Freitag, 7. Januar 2011

Italiens Nationalpark Stilfser Joch wird jetzt von den Regionen verwaltet

Seit seiner Gründung im Jahr 1935 wurde der Nationalpark Stilfser Joch vom italienischen Staat zentral verwaltet. Mit Beginn des Jahres 2011 ist die Verwaltung des Nationalparks nun zu den autonomen Provinzen Südtirol und Trentino sowie der Region Lombardei übergegangen. Darum war jahrzehntelang gerungen worden.

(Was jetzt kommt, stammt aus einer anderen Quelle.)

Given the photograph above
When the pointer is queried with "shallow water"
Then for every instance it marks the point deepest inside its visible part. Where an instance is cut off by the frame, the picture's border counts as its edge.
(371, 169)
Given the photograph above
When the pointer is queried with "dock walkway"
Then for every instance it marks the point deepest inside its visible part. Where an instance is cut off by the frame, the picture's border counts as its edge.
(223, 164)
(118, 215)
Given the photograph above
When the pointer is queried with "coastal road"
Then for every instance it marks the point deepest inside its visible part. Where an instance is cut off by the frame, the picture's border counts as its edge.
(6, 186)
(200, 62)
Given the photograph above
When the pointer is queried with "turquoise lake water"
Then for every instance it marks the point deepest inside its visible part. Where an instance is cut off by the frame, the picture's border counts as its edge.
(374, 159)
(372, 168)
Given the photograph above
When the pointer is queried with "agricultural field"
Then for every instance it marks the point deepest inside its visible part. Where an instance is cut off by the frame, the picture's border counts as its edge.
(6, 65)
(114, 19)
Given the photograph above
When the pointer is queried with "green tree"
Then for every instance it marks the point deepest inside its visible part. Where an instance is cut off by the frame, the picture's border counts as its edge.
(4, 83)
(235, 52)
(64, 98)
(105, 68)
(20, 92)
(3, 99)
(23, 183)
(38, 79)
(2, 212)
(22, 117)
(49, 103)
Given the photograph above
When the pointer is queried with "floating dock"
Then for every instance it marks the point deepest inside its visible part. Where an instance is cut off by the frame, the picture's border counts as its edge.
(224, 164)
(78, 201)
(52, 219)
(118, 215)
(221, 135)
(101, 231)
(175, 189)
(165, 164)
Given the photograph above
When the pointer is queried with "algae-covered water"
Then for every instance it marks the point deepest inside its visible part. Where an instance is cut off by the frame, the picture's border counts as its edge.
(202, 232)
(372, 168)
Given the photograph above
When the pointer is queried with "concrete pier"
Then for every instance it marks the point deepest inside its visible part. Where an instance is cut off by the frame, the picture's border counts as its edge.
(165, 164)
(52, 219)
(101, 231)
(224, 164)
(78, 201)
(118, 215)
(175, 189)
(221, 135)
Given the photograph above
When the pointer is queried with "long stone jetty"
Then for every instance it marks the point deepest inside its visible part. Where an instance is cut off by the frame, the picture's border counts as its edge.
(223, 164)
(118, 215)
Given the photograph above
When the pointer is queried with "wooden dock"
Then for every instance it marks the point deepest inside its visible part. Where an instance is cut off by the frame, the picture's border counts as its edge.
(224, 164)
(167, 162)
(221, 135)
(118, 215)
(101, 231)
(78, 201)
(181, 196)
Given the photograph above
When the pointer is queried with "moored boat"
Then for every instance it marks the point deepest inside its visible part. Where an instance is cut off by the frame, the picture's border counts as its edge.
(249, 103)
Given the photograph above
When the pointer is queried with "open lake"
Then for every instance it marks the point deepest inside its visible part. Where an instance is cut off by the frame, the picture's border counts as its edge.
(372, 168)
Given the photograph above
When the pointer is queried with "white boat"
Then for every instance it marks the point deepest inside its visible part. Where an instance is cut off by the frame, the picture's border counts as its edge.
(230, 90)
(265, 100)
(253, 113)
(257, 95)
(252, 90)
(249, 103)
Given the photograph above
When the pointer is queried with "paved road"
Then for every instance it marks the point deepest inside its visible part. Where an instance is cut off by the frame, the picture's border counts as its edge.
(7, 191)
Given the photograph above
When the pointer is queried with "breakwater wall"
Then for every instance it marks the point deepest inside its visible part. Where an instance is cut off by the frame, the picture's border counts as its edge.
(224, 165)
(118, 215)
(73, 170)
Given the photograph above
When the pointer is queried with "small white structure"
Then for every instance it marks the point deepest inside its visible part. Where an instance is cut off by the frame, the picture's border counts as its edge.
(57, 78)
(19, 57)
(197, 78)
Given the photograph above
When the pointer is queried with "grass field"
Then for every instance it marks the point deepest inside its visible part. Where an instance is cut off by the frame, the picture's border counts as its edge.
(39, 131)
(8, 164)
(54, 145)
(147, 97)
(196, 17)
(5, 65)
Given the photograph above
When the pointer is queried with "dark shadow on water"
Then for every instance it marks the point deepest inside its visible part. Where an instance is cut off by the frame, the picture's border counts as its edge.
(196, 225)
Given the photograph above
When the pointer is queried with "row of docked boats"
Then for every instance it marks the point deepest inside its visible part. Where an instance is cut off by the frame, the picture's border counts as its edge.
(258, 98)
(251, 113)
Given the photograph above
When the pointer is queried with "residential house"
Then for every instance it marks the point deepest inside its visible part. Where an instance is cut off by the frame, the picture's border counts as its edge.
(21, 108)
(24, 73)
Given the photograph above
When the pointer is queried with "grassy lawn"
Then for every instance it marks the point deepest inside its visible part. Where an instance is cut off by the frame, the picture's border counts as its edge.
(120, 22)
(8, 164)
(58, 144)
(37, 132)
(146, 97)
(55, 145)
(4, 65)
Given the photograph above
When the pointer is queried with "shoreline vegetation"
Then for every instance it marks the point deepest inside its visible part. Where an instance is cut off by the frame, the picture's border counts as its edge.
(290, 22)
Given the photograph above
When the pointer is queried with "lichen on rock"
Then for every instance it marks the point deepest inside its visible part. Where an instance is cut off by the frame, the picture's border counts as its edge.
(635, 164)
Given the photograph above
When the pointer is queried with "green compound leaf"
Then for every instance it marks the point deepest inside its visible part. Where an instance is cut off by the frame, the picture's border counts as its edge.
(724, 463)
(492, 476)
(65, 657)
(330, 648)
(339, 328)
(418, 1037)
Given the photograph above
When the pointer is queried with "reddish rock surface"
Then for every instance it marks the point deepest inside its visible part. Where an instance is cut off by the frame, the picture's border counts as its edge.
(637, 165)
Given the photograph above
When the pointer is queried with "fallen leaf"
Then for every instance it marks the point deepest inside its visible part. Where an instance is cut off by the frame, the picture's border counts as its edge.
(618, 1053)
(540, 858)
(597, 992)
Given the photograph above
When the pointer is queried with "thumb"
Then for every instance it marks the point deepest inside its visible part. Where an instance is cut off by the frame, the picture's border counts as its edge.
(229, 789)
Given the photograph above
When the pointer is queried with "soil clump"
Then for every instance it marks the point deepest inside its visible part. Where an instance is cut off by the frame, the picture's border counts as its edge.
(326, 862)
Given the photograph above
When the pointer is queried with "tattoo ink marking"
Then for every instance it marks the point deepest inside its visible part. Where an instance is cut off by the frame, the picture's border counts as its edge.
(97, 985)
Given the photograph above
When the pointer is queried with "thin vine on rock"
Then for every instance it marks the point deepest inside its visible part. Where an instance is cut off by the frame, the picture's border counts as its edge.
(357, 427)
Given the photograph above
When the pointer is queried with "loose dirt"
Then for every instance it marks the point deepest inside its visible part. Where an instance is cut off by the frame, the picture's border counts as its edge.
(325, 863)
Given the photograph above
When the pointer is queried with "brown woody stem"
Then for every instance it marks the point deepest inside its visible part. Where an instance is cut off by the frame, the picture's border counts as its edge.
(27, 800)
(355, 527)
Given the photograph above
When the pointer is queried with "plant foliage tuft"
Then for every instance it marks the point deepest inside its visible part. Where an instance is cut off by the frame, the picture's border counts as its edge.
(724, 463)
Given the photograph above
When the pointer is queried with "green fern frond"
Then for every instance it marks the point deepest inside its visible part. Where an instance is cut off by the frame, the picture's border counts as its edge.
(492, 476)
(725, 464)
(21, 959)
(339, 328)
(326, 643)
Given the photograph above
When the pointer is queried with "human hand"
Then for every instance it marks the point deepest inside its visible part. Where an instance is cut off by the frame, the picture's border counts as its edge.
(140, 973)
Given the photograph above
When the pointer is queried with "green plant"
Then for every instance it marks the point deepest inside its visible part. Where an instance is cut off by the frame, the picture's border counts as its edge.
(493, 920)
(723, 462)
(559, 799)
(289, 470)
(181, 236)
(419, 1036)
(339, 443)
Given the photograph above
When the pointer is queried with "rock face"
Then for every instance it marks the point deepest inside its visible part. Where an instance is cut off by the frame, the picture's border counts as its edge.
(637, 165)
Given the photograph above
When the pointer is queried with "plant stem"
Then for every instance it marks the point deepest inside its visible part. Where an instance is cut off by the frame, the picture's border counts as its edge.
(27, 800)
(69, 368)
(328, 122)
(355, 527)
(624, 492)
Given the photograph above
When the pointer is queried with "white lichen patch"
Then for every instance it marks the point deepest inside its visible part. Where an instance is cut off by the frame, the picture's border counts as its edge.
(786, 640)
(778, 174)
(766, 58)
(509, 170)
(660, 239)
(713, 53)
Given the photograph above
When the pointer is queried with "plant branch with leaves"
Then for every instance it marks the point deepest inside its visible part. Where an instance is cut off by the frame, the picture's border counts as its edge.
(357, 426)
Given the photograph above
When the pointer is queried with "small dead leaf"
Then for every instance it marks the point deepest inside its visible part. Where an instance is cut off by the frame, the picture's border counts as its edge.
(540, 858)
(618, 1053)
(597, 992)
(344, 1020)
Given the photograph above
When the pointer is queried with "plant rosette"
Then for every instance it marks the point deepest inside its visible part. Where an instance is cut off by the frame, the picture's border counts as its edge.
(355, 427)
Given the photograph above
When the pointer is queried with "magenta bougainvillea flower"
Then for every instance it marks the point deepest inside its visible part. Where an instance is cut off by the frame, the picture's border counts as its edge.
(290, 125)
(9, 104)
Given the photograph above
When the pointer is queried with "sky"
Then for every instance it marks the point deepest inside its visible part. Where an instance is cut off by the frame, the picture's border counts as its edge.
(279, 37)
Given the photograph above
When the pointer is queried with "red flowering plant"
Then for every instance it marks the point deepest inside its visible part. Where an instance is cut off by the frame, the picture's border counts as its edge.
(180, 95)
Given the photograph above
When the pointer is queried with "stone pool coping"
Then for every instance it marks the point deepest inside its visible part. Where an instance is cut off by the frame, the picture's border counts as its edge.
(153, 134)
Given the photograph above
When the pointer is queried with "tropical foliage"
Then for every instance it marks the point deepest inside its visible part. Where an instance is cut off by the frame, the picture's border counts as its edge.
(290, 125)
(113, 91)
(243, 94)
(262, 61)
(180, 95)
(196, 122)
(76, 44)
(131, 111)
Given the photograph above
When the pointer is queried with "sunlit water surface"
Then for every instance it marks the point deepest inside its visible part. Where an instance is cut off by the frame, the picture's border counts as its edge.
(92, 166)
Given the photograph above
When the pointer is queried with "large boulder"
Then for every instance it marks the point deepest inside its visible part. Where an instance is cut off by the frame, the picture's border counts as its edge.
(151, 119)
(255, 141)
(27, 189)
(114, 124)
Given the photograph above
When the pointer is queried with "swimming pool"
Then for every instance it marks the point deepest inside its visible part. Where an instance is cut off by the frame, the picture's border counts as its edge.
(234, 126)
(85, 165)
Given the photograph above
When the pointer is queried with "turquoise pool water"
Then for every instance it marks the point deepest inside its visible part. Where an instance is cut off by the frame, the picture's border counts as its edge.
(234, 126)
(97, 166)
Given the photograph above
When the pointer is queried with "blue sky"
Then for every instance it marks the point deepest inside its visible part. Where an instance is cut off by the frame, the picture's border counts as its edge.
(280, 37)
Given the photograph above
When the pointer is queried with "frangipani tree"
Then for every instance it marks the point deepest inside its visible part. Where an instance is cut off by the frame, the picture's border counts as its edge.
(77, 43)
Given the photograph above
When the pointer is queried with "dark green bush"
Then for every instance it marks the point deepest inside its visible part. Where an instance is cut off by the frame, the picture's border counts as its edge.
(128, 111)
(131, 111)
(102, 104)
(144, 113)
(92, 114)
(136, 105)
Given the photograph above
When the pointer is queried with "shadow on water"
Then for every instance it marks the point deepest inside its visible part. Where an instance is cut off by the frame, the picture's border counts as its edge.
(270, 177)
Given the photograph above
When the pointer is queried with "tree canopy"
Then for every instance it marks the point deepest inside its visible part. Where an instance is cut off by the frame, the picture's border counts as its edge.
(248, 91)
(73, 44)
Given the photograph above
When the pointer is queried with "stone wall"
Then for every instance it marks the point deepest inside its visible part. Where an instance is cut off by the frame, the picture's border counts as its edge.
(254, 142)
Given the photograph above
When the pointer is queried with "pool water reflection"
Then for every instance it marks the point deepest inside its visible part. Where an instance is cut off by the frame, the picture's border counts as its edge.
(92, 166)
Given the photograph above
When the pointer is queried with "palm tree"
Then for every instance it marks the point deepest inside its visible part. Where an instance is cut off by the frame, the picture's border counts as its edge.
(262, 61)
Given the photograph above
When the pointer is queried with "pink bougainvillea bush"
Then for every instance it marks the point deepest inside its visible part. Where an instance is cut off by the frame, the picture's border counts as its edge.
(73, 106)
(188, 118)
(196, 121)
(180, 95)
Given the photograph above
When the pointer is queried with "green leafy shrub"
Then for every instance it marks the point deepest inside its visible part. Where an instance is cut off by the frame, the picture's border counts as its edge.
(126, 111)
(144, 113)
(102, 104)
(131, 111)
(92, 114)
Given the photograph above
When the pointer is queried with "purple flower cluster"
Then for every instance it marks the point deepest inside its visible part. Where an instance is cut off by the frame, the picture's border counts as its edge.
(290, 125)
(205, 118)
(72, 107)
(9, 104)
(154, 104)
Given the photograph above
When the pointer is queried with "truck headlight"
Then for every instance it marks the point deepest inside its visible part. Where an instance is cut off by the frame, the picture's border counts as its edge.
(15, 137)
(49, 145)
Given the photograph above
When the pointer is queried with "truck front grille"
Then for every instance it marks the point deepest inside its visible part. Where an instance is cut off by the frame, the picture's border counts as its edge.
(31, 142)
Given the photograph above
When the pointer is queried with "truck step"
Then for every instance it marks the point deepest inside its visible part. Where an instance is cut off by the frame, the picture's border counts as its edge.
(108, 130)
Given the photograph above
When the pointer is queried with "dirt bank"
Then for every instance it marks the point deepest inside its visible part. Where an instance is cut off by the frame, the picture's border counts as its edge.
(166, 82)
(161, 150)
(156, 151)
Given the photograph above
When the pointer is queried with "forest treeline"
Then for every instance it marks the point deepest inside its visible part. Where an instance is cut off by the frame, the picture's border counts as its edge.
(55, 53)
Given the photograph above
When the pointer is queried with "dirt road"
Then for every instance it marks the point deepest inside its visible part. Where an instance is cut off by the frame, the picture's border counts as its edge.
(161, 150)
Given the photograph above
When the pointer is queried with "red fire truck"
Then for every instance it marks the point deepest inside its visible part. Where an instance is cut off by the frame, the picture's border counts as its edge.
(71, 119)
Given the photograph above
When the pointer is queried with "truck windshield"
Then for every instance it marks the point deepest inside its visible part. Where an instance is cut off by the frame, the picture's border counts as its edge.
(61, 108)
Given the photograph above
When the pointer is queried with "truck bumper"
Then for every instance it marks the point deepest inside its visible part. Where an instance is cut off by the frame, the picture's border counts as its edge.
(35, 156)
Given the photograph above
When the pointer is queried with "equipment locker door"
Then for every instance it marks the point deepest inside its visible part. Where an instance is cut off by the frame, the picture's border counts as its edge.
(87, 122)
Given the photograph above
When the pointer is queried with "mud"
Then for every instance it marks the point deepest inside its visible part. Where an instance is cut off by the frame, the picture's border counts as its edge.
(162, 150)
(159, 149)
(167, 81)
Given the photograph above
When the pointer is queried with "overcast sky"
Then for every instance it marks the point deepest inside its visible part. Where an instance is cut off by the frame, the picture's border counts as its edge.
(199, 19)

Zukünftig verwaltet jede autonome Provinz bzw. Region den Anteil des Nationalparks, der auf ihrem Territorium liegt. Dies sieht die neue Nationalpark-Durchführungsbestimmung vor. Zukünftig entscheidet zudem ein Gremium über die Enwicklung des Nationalparks, das mit Vertretern des Staates sowie der drei beteiligten Regionen besetzt ist. 


Der Nationalpark Stilfser Joch (Parco Nazionale dello Stelvio) gehört zur Gruppe der sogenannten parchi storici. Darunter versteht man in Italien diejenigen Nationalparks, die vor den achziger Jahren des letzten Jahrhunderts ausgewiesen worden sind. Dabei handelt es sich um insgesamt fünf Nationalparks, deren größter der Nationalpark Stilfser Joch ist. Dieser Nationalpark ist bis heute mit einer Fläche von 130.728 Hektar der größte der Alpennationalparks Italiens. Er umfasst weite Gebiete der Ortler-Alpen.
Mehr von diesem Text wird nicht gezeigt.